Predictably, Ocean’s 8 becomes infinitely more entertaining once the actual heist arrives, but there is a problem in that there aren’t nearly enough problems. That is to say, the heist goes off far too easily. Ross and Milch opted against giving the team a real villain to rally against, and without an Andy Garcia-type constantly threatening to catch onto them or standing in their way as a plot obstacle the heist mostly comes down to watching Debbie’s intricate plan come together despite a couple of minor hitches.
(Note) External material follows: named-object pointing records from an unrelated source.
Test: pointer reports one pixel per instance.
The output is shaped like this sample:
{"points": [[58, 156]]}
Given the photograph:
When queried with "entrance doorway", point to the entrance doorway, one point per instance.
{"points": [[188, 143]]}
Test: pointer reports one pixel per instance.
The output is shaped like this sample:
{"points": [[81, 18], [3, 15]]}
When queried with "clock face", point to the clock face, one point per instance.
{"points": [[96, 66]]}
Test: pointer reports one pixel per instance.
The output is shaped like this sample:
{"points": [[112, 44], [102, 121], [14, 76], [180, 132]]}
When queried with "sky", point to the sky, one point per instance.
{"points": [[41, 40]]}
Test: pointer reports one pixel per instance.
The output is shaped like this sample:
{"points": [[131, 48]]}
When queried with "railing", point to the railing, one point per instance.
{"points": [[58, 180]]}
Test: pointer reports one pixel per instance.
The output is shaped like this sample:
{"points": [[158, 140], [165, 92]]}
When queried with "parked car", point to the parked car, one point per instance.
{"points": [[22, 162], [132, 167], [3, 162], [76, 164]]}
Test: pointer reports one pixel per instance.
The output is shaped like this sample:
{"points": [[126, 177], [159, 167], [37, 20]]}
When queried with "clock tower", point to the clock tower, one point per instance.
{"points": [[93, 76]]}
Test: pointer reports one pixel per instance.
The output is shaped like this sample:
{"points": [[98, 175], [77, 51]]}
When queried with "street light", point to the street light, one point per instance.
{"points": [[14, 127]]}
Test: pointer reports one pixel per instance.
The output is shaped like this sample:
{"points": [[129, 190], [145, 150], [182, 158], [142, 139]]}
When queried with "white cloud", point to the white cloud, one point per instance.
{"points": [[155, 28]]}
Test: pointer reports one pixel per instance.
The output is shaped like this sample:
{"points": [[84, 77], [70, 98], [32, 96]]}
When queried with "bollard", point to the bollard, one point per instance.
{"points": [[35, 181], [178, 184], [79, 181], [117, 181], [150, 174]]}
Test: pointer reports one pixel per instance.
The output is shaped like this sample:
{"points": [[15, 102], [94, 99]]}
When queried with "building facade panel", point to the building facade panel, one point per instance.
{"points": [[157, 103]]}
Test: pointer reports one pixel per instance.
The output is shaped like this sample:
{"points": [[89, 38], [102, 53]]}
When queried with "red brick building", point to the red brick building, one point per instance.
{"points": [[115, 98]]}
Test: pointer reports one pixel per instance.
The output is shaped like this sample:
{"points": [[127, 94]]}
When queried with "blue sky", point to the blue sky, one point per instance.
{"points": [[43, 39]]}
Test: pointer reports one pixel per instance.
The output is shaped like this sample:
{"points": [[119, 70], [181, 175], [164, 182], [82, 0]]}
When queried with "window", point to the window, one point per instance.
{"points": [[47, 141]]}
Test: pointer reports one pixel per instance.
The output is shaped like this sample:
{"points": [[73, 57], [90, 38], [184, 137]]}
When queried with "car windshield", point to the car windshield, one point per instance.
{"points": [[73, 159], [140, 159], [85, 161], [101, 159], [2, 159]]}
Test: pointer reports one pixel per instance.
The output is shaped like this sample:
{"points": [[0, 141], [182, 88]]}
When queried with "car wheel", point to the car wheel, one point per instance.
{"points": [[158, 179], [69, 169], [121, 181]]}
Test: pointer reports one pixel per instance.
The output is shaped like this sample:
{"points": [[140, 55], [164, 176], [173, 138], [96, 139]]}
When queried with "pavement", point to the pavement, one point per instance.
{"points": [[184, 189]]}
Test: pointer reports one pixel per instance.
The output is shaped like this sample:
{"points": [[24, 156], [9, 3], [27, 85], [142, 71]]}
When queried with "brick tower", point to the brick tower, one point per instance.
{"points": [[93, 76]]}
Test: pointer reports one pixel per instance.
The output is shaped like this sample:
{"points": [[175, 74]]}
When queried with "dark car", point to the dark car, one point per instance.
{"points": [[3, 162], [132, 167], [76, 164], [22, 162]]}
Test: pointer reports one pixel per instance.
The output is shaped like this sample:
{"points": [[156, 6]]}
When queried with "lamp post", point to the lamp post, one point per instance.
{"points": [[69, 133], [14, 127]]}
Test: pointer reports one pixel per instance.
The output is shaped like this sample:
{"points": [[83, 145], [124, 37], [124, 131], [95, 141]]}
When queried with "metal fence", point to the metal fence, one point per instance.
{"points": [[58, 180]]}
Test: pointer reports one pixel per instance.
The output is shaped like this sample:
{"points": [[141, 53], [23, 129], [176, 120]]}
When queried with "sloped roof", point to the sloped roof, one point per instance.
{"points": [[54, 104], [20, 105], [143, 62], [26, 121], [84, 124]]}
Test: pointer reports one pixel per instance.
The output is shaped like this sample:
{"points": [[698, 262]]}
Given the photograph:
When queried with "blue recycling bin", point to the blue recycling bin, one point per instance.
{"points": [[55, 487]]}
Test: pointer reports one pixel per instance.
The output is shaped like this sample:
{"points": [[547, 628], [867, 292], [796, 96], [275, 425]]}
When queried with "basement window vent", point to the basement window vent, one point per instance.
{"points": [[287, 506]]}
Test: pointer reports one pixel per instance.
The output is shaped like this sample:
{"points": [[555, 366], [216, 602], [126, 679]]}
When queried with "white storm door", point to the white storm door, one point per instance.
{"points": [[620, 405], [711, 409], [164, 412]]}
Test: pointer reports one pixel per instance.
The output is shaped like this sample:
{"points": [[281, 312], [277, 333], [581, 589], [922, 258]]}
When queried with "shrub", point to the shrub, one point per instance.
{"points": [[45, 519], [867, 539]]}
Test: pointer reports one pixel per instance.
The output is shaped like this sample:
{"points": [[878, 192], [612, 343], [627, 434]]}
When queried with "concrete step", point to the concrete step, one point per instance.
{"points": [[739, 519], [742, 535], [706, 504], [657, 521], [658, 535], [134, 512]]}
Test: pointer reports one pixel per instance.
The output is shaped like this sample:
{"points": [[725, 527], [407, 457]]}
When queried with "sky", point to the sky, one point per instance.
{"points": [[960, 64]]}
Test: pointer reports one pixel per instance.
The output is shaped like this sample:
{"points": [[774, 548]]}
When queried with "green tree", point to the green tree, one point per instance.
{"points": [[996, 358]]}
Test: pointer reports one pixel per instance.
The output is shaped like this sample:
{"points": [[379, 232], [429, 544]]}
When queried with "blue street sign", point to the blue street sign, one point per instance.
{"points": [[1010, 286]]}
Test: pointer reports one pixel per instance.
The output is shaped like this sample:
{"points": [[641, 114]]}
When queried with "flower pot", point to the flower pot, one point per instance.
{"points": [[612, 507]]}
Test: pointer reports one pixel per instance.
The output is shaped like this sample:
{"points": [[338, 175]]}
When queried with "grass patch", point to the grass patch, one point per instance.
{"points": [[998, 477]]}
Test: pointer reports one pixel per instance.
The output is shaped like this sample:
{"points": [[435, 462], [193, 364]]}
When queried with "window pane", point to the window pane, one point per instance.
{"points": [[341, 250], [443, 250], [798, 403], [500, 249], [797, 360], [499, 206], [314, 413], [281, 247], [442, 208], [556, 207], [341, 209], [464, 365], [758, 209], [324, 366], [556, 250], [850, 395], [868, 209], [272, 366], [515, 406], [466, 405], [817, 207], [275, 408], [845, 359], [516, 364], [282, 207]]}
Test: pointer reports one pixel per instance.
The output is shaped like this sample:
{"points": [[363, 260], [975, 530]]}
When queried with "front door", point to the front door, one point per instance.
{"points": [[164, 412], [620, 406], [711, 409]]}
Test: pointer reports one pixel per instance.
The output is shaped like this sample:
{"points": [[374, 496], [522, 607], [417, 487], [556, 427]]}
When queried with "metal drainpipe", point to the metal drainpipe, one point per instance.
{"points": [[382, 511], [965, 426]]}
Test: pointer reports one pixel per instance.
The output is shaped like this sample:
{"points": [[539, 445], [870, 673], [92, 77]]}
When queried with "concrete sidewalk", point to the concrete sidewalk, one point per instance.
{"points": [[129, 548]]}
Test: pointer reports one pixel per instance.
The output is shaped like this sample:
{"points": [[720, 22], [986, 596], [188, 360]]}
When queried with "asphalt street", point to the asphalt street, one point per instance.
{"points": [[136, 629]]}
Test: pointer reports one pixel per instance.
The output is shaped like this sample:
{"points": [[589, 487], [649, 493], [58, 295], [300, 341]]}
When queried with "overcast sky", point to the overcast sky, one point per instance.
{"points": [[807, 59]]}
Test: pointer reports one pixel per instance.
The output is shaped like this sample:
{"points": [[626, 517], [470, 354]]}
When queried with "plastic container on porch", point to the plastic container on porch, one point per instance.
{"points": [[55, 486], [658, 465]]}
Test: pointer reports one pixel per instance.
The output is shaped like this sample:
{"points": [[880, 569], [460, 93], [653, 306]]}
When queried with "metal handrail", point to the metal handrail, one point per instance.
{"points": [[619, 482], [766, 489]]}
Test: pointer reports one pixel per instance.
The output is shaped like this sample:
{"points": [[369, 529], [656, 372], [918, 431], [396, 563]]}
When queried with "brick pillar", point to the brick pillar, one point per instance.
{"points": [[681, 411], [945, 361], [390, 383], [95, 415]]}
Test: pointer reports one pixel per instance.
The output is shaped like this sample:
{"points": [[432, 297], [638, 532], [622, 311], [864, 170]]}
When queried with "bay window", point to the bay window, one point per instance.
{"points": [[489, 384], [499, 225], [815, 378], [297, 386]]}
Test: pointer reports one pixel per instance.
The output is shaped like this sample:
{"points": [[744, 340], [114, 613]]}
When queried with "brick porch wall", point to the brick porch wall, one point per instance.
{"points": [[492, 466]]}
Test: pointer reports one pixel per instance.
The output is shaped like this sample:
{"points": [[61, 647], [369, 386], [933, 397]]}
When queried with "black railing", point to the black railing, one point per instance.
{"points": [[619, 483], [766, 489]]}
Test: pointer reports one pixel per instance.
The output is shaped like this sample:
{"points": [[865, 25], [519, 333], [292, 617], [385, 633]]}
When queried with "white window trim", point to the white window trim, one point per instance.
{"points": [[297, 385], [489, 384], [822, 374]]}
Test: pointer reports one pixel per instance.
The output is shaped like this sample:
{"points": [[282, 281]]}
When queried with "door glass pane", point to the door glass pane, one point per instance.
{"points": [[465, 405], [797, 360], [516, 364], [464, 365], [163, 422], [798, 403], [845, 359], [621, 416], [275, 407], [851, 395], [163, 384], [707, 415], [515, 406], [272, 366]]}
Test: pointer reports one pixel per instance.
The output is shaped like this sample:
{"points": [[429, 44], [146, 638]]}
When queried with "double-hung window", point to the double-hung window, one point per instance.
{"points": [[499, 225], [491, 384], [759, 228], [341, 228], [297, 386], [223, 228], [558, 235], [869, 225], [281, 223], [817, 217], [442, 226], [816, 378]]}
They try to inject some character drama by giving Debbie a side revenge scheme against an art-dealing ex-boyfriend (Richard Armitage) who done her wrong, but it’s a poor substitute if their goal was to make something with any real tension.
However, the Ocean’s movies, as I said at the beginning, don’t prioritize little things like that. Some of them try a little harder at building tension than the others, but the larger goal is to be suave, not suspenseful. Just embrace the joy of watching a plan come together and don’t skimp on the costume department’s budget.
To that end, Ocean’s 8 certainly succeeds. Bullock and Blanchett really are just doing the Clooney/Pitt thing, but damn they look good doing it. The rest of the ensemble each get a moment or two to shine, and they all look amazing when their characters finally get to dress up for the Met. The script gives each of them a tad more shading than Ted Griffin’s screenplay ever did for the extended Ocean’s 11 crew, but that’s not saying much. Hathaway steals the show, though, as arguably the most thought-out character of the bunch, playfully vapid, but ever-observant and not to be underestimated.
THE BOTTOM LINE
If the Ocean’s movies were always an excuse for George Clooney and his famous guy friends to play dress-up and look cool, Sandra Bullock and her crew earn their seat at the roulette table, although the lack of a traditional antagonist robs their story of some much-needed tension. It’s just taken me this long to realize how thin all of these Ocean’s movies really are.
RANDOM PARTING THOUGHTS
- For those crying foul about this being an all-female spin-off as opposed to mixed gender, the script actually hangs a lantern on that, with Bullock at one point explaining the team needs to be all-female. Many of them will have to pose as wait staff at the Met, and she reasons a man on their team will have a higher chance of being noticed than a female.
- As per Ocean’s movie tradition, there is one character who seems to be eating in just about every one of her scenes, and this time it’s Debbie.
- There are some very small cameos from the other Ocean’s movies, but they are few and far between. So, don’t go in expecting Ocean’s 8 to have some great, big connective tissue to what came before. It really is just a spin-off about Danny’s sister.
- A nice running joke: everyone immediately wonders how high Lou’s heating bill must be for the improbably spacious building they use as their base of operations.